Especially the one that shows how his first wife Ivana gives him a book about the female G-spot and, after telling her that he no longer finds her attractive, he throws her on the ground and rapes her while yelling at her: “Is this your G-spot?” ?”, “I’ve found it?”. Ivana, played by actress Maria Bakalova, contributed to her husband’s empire and she died in 2022 of heart failure.
It was clear that a film about Trump that aspires to the Palme d’Or was not going to go unnoticed in the middle of an election year and again with the Republican as a candidate for the White House. “You should see it before you start reporting us. I am willing to meet with him, show it to him and talk about it. “I think it would surprise you,” said the Danish-nationalized Iranian director at a press conference today, who was already in competition at the Cannes festival two years ago with Holy Spider, a thriller in which he followed a serial killer of prostitutes in Iran. .
Although the film addresses the figure of Trump, Abbasi does not believe that the film is actually about the politician, who is facing a criminal trial for irregular payments to a porn actress. ”It is a film about the system and the way in which the system works and has been built,” he claimed. Based on a script by writer and journalist Gabriel Sherman, the goal of the story is to capture what really happened, although some names have been altered to do so.
The Apprentice covers the formative years of a young Trump, played magnificently by Sebastian Stan, who wanted to revitalize the decadent New York of 1973. At 27 years old and with his characteristic hair, he works as a vice president in his father’s real estate company and has managed to be the youngest member to join Le Club, an exclusive restaurant and nightclub where all the powerful people of the city meet. There he will meet Roy Cohn (Jeremy Strong), a lawyer with a dubious reputation and influential friends who will help him get rid of the tax payments that are suffocating the family business and will become his mentor.
A shark that sees in Trump a guy with ambition, although somewhat shy and innocent at first, in whom he will place his trust and three golden rules that his disciple will end up executing in a short time without blinking “Attack, attack and attack; admit nothing, deny everything; And no matter what happens, claim victory and never admit defeat.” The film, received with mixed reviews for its television style and for not reaching Trump’s soul, is a highly entertaining exercise and offers a previously unknown vision of the magnate, who was not always a despot. Everything changed thanks to his meeting with Cohn and the excessive success that made him become the absolute owner of New York, crowned with his obsession with building Trump Tower.
It also reflects the tense relationships with his father and his older brother, rejected by his father for being an air pilot and ignored by Trump when he falls into depression. As with her friendship with Cohn, she was condemned to betrayal once on high. In some ways she looks like a kind of The Godfather in real estate version, with Donald as Michael Corleone and his brother as the fragile Freddo.

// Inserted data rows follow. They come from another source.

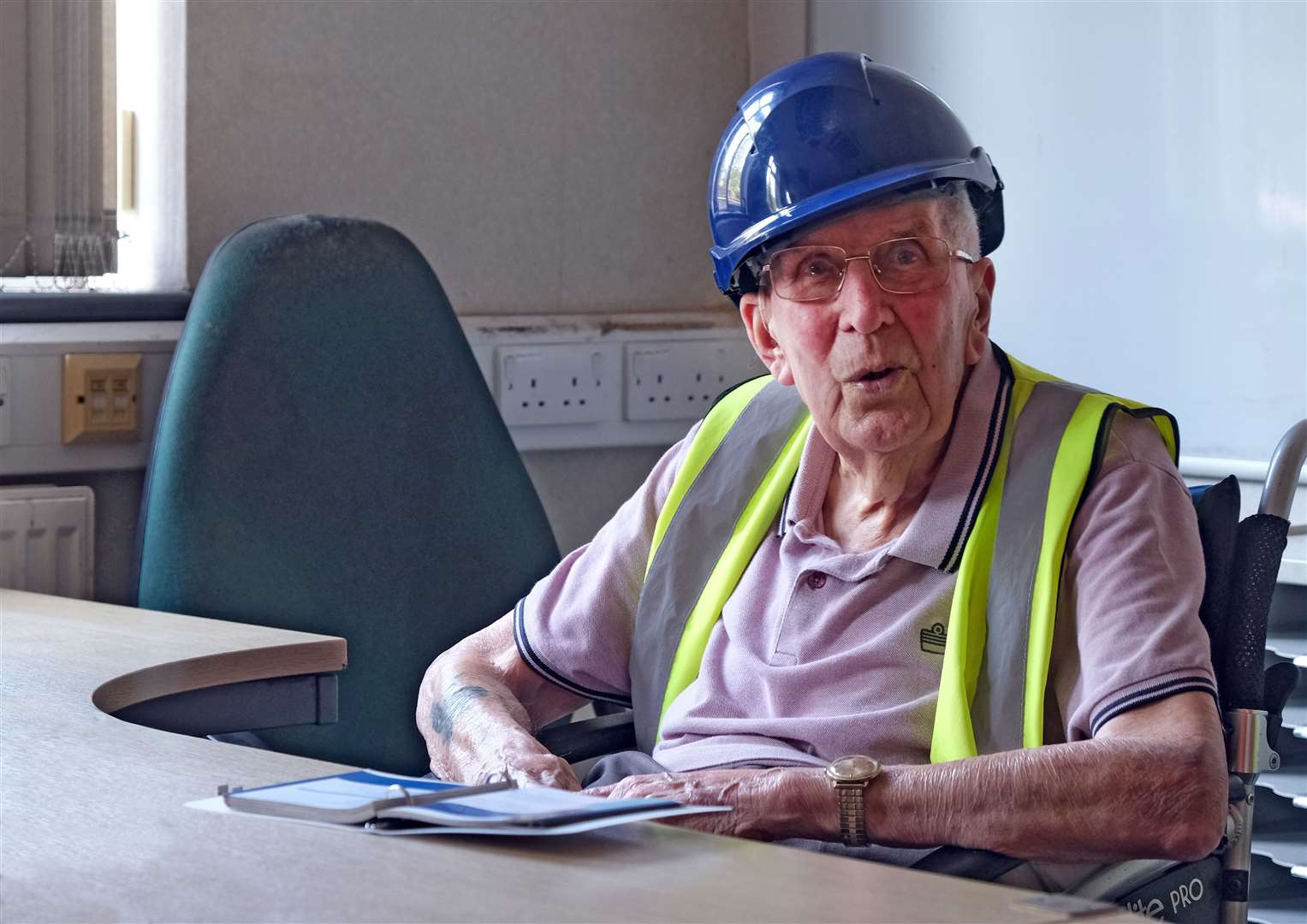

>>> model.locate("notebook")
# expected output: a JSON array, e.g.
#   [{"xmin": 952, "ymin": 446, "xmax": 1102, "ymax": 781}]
[{"xmin": 188, "ymin": 770, "xmax": 729, "ymax": 835}]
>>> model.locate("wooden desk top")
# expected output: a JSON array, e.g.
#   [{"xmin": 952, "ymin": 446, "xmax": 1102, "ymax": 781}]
[{"xmin": 0, "ymin": 590, "xmax": 1140, "ymax": 924}]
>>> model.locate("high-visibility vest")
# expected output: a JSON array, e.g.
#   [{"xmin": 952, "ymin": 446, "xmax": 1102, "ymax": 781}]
[{"xmin": 630, "ymin": 346, "xmax": 1179, "ymax": 762}]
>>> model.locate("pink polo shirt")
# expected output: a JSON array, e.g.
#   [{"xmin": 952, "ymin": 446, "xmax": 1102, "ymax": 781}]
[{"xmin": 515, "ymin": 352, "xmax": 1215, "ymax": 771}]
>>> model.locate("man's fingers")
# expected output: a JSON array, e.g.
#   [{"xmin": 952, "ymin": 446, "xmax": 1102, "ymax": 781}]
[{"xmin": 504, "ymin": 754, "xmax": 580, "ymax": 792}]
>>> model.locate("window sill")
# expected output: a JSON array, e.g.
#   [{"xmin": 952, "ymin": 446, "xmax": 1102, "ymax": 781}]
[{"xmin": 0, "ymin": 292, "xmax": 191, "ymax": 324}]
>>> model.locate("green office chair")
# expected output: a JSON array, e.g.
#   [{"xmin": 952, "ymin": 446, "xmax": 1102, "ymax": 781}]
[{"xmin": 137, "ymin": 216, "xmax": 558, "ymax": 773}]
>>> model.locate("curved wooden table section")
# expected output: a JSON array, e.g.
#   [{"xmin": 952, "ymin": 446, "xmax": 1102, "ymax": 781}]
[{"xmin": 0, "ymin": 590, "xmax": 1138, "ymax": 921}]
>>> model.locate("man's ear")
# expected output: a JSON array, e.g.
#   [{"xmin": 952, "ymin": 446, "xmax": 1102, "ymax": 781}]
[
  {"xmin": 740, "ymin": 292, "xmax": 794, "ymax": 386},
  {"xmin": 965, "ymin": 256, "xmax": 995, "ymax": 366}
]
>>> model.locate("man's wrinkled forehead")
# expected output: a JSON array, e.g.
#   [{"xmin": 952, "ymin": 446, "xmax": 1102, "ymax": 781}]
[{"xmin": 769, "ymin": 196, "xmax": 943, "ymax": 251}]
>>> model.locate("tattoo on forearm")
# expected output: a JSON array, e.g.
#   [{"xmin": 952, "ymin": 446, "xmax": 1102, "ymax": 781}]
[{"xmin": 431, "ymin": 686, "xmax": 490, "ymax": 745}]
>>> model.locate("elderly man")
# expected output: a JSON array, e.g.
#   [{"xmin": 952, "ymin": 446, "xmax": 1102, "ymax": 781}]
[{"xmin": 417, "ymin": 55, "xmax": 1226, "ymax": 862}]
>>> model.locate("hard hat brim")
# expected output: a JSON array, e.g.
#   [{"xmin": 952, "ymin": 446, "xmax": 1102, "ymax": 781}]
[{"xmin": 710, "ymin": 148, "xmax": 1002, "ymax": 293}]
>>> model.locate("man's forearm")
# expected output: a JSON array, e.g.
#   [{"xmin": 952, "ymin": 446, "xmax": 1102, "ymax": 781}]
[
  {"xmin": 866, "ymin": 738, "xmax": 1226, "ymax": 862},
  {"xmin": 416, "ymin": 624, "xmax": 579, "ymax": 790}
]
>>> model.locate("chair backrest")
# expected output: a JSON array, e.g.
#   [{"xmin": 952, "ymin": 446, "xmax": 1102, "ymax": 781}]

Both Stan and Strong are incredible in their respective roles, although the level of performance of the protagonist of the Succession series stands out greatly and points to an Oscar nomination. His face and look are very reminiscent of Al Pacino. At its gala screening last night, The Apprentice was greeted with an eight-minute ovation, led by the applause of an enthusiastic Cate Blanchett. “The storm is coming, it’s time to make political films again,” Abbasi noted.